Севастополь

22
18
20
22
24
26
28
30

Жека беспокойно приблизила к нему лицо:

— Сережа, как не стыдно… слезы. Вы же офицер! Господи, — с насмешливой горечью вздохнула она, — почему вы все такие одинаковые?

Щипала ему щеки, старалась рассмешить, испуганно ласкалась:

— Ну, хорошо, я буду вас любить… Может быть, когда-нибудь под настроением… приласкаю совсем. Слышите?

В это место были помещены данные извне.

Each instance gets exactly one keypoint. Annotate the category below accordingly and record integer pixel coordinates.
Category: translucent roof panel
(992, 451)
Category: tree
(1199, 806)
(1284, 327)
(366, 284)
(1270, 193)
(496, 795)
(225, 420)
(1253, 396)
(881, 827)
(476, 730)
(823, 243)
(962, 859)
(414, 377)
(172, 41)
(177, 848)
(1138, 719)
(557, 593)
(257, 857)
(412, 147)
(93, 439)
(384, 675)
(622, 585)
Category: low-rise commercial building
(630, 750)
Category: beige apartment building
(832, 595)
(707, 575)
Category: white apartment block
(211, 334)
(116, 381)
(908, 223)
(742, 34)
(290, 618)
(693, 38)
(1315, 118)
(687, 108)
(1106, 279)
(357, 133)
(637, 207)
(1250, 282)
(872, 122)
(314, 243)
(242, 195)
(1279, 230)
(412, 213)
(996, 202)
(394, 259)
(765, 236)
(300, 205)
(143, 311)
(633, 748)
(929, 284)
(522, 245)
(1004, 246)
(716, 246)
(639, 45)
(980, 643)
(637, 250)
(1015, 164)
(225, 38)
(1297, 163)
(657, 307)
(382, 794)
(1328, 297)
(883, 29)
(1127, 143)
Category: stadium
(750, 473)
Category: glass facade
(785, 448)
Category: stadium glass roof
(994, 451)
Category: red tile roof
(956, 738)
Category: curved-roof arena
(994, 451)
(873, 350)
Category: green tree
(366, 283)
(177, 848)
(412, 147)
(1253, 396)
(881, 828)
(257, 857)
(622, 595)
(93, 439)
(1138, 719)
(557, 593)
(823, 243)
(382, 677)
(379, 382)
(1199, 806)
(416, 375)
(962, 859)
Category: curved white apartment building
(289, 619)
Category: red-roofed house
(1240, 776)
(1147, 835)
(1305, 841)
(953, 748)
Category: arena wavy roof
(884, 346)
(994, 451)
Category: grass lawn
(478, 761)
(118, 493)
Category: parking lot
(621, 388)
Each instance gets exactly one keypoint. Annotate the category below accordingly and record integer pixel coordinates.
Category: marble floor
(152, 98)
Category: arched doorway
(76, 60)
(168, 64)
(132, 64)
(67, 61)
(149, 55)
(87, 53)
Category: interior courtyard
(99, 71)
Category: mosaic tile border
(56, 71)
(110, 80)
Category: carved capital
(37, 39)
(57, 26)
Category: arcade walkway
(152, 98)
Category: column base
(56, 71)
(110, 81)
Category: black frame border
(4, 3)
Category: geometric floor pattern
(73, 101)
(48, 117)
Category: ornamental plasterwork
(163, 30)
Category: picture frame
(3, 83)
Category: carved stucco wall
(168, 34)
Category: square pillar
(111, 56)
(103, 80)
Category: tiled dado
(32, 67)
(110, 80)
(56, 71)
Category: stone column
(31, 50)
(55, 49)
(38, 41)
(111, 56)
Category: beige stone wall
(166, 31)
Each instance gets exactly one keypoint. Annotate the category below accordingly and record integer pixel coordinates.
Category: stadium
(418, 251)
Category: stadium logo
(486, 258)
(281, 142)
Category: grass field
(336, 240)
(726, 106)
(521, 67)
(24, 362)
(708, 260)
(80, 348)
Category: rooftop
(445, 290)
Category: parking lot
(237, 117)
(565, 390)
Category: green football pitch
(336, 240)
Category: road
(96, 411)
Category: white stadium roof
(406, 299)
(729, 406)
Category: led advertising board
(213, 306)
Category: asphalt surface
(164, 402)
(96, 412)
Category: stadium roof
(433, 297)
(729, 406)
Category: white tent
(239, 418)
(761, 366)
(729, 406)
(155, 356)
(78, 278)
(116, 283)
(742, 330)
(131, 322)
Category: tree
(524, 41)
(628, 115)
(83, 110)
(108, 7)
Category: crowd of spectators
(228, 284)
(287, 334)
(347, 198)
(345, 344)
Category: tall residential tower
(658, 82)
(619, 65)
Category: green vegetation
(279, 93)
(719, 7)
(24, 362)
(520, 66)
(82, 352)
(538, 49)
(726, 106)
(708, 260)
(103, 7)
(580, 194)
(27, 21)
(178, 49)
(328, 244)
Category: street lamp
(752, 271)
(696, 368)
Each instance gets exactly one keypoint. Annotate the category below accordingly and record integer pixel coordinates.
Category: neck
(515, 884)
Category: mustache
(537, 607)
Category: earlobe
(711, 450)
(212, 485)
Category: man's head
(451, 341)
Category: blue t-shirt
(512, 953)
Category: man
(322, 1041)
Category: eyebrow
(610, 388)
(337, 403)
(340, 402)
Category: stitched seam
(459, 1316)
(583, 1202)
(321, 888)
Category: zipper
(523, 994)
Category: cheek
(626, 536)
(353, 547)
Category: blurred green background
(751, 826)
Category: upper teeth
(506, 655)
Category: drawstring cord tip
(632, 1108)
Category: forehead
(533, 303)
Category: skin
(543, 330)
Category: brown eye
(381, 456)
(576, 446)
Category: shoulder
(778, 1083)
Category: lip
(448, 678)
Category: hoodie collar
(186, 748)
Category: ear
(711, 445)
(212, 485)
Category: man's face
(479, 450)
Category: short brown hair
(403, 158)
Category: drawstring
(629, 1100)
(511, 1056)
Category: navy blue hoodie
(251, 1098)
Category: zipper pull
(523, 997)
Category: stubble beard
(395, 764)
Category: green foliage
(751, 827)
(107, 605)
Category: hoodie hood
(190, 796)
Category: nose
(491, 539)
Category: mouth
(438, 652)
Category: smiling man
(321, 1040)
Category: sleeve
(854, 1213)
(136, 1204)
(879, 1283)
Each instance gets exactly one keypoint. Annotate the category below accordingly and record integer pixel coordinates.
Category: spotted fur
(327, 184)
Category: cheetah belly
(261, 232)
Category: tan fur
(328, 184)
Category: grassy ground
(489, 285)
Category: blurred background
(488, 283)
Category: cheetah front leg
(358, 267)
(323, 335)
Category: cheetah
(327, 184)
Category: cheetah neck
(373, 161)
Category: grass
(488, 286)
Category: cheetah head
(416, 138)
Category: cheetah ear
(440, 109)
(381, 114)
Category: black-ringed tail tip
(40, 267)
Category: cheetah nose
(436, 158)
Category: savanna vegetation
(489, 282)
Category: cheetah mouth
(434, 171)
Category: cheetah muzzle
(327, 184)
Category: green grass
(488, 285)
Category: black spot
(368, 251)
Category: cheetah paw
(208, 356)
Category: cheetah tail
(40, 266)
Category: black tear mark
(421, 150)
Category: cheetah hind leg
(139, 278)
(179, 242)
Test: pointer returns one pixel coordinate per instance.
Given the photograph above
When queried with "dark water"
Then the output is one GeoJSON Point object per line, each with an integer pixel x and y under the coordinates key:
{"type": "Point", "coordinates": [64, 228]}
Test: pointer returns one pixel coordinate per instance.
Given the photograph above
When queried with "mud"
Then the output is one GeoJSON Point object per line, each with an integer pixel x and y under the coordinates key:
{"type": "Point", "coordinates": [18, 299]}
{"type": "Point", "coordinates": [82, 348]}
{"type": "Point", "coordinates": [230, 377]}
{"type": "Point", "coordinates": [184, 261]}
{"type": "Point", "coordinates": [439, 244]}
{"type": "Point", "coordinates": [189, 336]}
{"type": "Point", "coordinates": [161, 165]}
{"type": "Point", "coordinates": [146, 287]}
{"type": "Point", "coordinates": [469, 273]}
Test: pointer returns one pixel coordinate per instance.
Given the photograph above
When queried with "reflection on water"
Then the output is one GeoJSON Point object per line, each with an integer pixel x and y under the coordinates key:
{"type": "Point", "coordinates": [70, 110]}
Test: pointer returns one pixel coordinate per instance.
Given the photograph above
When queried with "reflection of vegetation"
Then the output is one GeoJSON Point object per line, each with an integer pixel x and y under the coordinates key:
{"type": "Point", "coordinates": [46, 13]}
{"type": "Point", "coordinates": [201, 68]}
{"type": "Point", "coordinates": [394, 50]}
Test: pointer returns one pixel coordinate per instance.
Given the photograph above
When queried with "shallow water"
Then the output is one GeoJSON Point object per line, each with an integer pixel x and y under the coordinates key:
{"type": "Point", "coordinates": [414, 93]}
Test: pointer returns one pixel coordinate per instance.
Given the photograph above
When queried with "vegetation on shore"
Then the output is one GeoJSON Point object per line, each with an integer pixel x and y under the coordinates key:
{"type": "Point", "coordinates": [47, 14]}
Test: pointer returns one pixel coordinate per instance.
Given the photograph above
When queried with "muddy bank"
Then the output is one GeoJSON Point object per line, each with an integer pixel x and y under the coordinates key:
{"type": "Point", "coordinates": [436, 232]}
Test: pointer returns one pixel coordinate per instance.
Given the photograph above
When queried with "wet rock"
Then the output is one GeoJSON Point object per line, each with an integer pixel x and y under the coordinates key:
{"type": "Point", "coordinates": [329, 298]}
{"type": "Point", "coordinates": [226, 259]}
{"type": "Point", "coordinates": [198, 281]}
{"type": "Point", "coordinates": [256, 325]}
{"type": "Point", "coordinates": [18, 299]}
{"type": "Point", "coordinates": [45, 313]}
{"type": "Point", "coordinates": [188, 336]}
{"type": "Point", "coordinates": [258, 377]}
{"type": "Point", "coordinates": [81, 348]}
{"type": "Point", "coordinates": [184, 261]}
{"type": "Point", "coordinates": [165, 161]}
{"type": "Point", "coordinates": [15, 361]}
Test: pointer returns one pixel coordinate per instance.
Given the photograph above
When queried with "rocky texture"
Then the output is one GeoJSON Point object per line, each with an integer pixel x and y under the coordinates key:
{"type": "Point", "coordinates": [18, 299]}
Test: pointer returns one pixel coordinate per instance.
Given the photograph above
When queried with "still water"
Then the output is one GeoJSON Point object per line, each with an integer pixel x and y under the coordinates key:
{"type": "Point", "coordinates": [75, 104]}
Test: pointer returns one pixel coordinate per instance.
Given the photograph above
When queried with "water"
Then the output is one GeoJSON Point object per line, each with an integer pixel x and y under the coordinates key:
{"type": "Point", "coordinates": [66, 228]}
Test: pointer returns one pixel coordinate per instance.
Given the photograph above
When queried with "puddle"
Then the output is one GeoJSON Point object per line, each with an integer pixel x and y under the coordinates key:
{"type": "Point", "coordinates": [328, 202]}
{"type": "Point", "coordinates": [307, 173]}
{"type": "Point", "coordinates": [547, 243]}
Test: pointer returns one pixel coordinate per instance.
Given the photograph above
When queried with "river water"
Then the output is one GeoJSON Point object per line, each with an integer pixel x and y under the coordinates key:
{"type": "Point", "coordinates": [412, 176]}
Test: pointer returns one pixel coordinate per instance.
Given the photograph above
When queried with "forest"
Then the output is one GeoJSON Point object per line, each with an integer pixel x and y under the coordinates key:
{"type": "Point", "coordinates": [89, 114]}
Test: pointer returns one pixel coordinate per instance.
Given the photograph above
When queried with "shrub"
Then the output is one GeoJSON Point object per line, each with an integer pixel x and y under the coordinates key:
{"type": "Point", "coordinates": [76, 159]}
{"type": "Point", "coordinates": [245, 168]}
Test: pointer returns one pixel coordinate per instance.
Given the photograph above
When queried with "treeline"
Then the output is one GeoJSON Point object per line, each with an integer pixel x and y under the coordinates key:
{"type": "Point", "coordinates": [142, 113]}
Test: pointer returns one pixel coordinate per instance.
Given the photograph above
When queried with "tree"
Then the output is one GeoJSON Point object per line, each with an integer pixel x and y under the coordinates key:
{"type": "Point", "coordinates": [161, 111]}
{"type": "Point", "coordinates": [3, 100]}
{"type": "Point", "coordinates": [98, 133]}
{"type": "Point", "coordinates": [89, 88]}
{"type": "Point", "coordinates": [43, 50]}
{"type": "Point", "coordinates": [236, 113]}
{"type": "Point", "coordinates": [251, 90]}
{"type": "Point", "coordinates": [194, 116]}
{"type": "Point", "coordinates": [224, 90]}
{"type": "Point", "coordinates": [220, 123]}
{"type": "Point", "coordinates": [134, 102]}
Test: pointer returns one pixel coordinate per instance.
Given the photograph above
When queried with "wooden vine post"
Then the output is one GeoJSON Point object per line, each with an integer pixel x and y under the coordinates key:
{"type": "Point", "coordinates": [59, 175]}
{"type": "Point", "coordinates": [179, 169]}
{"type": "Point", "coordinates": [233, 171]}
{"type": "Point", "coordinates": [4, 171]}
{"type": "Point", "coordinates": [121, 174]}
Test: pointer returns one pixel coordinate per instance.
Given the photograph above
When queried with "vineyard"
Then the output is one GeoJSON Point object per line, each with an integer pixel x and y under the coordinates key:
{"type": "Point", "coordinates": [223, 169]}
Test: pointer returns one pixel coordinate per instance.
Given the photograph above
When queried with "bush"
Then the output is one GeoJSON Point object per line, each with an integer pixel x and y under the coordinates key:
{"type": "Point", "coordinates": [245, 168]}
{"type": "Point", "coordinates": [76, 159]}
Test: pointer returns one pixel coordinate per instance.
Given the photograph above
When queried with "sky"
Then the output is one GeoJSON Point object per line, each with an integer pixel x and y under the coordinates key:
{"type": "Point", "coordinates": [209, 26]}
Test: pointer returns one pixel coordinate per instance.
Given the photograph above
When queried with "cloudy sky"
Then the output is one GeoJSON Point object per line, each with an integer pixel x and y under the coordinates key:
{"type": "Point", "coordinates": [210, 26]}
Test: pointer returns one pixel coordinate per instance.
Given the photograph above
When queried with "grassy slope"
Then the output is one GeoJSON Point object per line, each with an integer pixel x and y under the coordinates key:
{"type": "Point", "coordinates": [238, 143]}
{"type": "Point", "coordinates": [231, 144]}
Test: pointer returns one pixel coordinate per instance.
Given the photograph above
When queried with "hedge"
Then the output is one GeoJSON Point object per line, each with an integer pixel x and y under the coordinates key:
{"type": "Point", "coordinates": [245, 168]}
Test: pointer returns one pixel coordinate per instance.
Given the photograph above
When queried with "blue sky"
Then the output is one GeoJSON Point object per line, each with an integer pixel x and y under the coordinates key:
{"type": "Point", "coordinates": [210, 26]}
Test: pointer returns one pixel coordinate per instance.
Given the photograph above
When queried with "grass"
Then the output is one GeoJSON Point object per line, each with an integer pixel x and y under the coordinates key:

— Можно ли так говорить, Жека? — печально упрекнул он ее.

Она уже хохотала, заманивала его опять в жизнь, в мучительские свои игры:

— Да, да, когда-нибудь! Когда очутимся где-нибудь… в комнате. Ведь нужны удобства, ха-ха! Ну, устройте, например, нам путешествие в Одессу. Вы говорили, ваш «Витязь» собирается туда?

— К нему? — с нехорошей злобой спросил он.

— Глупый, у меня в Одессе мама! — и близились, близились смеженные от смеха, перечеркнувшие вкось лицо ресницы, теплая ее грудь, уже покорная, желающе-поддающаяся…

Светлячки матросских цигарок гуляли за кустами, вспыхивал там и сям пискливый смех марусек. Впрочем, то светились не цигарки, а прямо под кустяным обрывом кишела шлюпочными огоньками ночная пропасть рейда, по которому сновали туда и сюда, развозя с митинга братву, моторки, катера, шестерки. Кое-где, по беспечности не задраенные ожерельными цепочками, горели глазки судовых трюмов. А самые недра кораблей полнились в этот час необычно праздничным электрическим светом, ботаньем ног, галдежом.

На трапе «Витязя» ночью, когда Шелехов возвращался с катера, нерешительно окликнул его — должно быть, уже давно поджидавший — электрик Опанасенко:

— Господин мичман, тут эти дураки одну утопию развели. Поговорить бы мне с вами надо… Да я не сам, меня как члена судового комитета послали.

— Идемте в каюту, — предложил Шелехов. Бессвязные мысли вроде зубной боли мутно опутывали его, каждый шаг ступал куда-то в пустоту, бесцельно.

— Верно, в каюте лучше, — радостно согласился Опанасенко.

Шелехов, мучительно хмурясь, открыл свет, повел на матроса скучные, вопрошающие глаза. Тот торопливо и виновато заулыбался:

— Так что сделано, господин мичман, постановление отобрать оружие у всех господ офицеров. Я вам, конечно, и расписочку дам… Да это и не навовсе, вы не думайте, они через три дня опять взад отдадут!

…Так же было когда-то в полночных, настежь распахнутых чужой рукой юнкерских дортуарах. Все повторялось. Жизнь снова вступала на грозный порог.

Шелехов все-таки вяло протестовал:

— Но ведь команда мне доверяет… И всегда доверяла. Я же не какой-нибудь Мангалов, а член бригадного комитета, смешно, господа!